王は、とんでもない輩を王宮に召し上げてしまったと頭を抱えたが、誰もケインを押さえ付けることはできなかった。力が強大過ぎるが故に、つついて返り討ちにされることを恐れたのだ。




しかし、幸いというかケインは余計な ちょっかいを出されなければ、まともに仕事は こなした。それが唯一の救いであった。



誰もがケイン・オルグラントを恐れ、ケインの側に仕えるものは ごく少数を残して、姿を消していった。世話役の侍女などケイン付きに任命された日には泣いて郷里に帰り、何日か続く強者がいても、ケインの逆鱗に触れて追い出されるのが常だった。

あまりに求人と追い出しが頻繁に続き、これでは 堪らない、と弱った宰相がケインの屋敷からケイン専属の世話係を一人連れてくるように、と特別に許可を出した。



そこで白羽の矢が立ったのが、リル・アーキーだった。彼女はケインの乳母の娘で、ケインより幾つか年下だが、幼い頃からケインと一緒にいたのでケインの凶悪な顔には慣れていた。しかし、特に それほど仲が良かった訳でも悪かった訳でもなく、幼馴染みというには希薄な間柄だった。


リルも王宮に上がれば、良い嫁ぎ先を探すきっかけになるかもしれないと思い、ケインの侍女を快諾した。



しかし、いざ登城してみれば、リルの職場には結婚相手になりうる可能性のある男性はゼロ。魔法研究にしか興味のないガリガリの男や 他人はゴミと見ている男、頭から植物を生やした仙人の様な老人、艶やかな美貌に日夜磨きをかけるドレスを着た男、リルの手伝いに、と雇われた侍女見習いのエミリ。


魔法使いは変わり者が多いとは聞くが、中でも選りすぐりの変わり者を集めたようなメンバーばかり。リルの もっぱらの話し相手は、もちろんエミリだ。

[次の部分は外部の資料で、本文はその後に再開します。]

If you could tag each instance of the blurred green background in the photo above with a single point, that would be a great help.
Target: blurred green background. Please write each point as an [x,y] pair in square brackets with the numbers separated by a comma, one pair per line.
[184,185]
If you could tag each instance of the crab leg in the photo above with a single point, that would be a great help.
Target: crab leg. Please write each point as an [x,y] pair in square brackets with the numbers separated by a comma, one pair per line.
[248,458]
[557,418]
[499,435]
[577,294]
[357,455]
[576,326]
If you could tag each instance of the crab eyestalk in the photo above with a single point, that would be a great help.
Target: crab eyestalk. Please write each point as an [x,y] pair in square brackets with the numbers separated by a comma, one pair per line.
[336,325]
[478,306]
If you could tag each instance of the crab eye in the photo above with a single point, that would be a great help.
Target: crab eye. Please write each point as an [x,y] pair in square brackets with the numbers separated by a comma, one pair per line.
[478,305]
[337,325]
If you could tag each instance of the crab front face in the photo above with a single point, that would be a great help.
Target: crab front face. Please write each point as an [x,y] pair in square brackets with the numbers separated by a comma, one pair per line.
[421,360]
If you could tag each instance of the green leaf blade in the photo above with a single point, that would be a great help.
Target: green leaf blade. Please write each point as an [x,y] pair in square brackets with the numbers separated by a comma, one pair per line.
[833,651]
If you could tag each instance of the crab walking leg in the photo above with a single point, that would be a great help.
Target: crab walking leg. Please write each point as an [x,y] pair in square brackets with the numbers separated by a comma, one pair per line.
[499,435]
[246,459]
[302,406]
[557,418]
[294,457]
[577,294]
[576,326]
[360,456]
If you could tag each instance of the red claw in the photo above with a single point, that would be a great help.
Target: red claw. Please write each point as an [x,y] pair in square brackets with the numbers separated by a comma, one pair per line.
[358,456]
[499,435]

そんなこんなで、リルはケイン付きで世話から雑用まで何でもこなした。最初は リルを 見ても興味すらないようにしていたケインであったが、リルが一月、二月と勤めあげるうちに、徐々にリルの仕事ぶりを認め、彼女を常に側に置くようになった。

特に、リルの入れる茶が好きなようで度々催促されるようになった。


仲良くやっているようだ、と誰もが安心して胸を撫で下ろしていたが、実はリルには最近悩みがあった。







それは、やはりというかケインの事だった。

彼は仕事が一段落すると、リルにいつも茶を頼む。それに答えて、リルはその日の気分やケインの希望を聞いてお茶を入れるのだが。

問題は、そのお茶を飲む時だった。




「君は、今日なぜこの茶にしたんだ?」


ティーカップの中身の澄んだグリーンを眺めながら、ケインは側に控えるリルに聞いた。


「今日は天気がよくて、木々の緑が眩しく光って綺麗でしたので。気分も明るく、グリーンティーにしようかと。…お嫌でしたら、違うものをお持ちしますが」


「かまわん。これで良い。しかし分からないな…緑が美しいからグリーンティーを飲みたくなるのか?君は視覚と味覚が直結するのか?グリーンティーを飲むと気分が高揚するのか?…その理由が私には理解できない。五分以内に簡潔にまとめて説明してくれ」


「…なにやら分かりませんが、ただそう思っただけで、深い理由はありません」





リルが すぐさまスパッと答えを出すと、ケインは眉間にシワを寄せ、うむ、と頷いた。


最初の質問は、こういった流れだった。ティータイムの度に思い付いたようにケインに質問攻めにされ、そうかと思うと、相談?の様な時もあった。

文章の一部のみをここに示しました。